オクラホマ州のタルサ市でお世話になったデイヴィッド・ドルマン君のお母さんが「近所にフランク・ロイド・ライトが設計した住宅がある、そこに住んでいる方が建築家だから、電話して、見学できるように話をしてみる」と言ってくださり、見学をさせていただきました。また、タルサ市から車で1時間くらいのところにバートレスヴィル市にフランク・ロイド・ライトが設計したプライスタワーがあり、わざわざお母さんが車で連れて行ってくださいました。お母さん曰く「戦争中は男性が戦場に駆り出されていたので市電の運転手をしていた」と言いていました。
テキサス州ヒューストンでお世話になったべス・グランクィストさん。お母さんが少しでもヒューストンの建築をケイミに見せてあげようと連日あちらこちらに案内してくださいました。アストロドーム、世界初のドーム球場も見学しました。空間の巨大さ、アメリカの建築の凄さに驚きました。また、お母さんはいくつかの設計事務所に電話をし「日本から建築学科の学生が来ているので設計事務所を見学させてやってほしい」と掛け合ってくれました。私が頼んだわけでありませんが。ヒューストンでも大手の設計事務所に見学できることになり、その事務所を訪問しました。台湾出身の建築家が事務所内を案内してくれました。74年再度ヒューストンに留学した際、その事務所を訪問したら件の台湾人の建築家は役員に出世していました。一日14時間も働き(本人から聞きました)、権利義務のうるさいアメリカ社会ですが、仕事に対する猛烈ぶりに周囲が高く評価したのでしょう。
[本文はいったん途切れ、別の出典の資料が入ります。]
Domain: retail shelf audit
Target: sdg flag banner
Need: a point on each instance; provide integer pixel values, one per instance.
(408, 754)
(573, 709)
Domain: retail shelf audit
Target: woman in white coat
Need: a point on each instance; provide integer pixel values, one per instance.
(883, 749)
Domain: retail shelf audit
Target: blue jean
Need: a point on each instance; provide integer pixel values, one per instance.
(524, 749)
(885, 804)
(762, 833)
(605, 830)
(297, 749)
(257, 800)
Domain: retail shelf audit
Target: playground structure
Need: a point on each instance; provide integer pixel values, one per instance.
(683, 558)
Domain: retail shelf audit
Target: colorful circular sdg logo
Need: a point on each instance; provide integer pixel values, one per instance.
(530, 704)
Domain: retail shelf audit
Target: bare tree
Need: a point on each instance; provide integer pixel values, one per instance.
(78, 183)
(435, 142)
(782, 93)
以上は多くのいただいたおもてなしの中のわずかな事例です。敵国側の子供に対し親切にしていただいた経験は忘れることができません。恩返しをしなければという気持ちでおります。一方、港区長時代、こうした貴重な体験談を話すと、必ず、一部から「原田はアメリカかぶれの奴」と表に裏に陰口。そうしたおもてなしや異文化交流を理解できない議員や幹部がいたのは残念でした。異文化理解と公式には港区は表明していますが、それは表の話です。